If you click here, you can learn more about their program--pretty cool stuff! We're now encouraging any of our friends who are considering cloth diapering to go for it--and use Bum Genius if you can.

What a cool company to want to use their product to advance God's Kingdom in this way. Thank you Cotton Babies!

Overheard when planning to move overseas...

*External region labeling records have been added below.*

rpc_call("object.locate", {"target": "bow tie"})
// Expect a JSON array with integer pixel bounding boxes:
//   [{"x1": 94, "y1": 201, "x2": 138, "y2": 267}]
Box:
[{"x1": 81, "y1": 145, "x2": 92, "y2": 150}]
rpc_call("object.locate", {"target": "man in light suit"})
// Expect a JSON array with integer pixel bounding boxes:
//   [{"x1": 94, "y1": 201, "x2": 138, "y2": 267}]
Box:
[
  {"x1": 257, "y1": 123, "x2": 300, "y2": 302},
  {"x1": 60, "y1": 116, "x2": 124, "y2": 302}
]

I think I came in at the wrong point in the phone conversation when all I heard was Christie asking,

"Do you have rabies?"

She was in the midst of making phone calls to arrange for doctor appointments, including the vaccinations we'll need. Everyone got a good laugh out of that one!

Saturday, June 06, 2009

Find a Bible

When we meet with people about our ministry with Wycliffe, plenty of people ask us, "What languages do you speak?" That prompts us to explain about how we're supporting the work in other ways (Finance, IT, etc.) so that the people who are gifted with languages can handle the translation and linguistics issues.

Now, we have a new way to have people hear what the Bible sounds like in other languages. Click here to check out the Find a Bible feature of the International Forum of Bible Agencies. You can select from several languages in Nigeria, as well as thousands of other languages around the world--all in audio form. Pretty cool!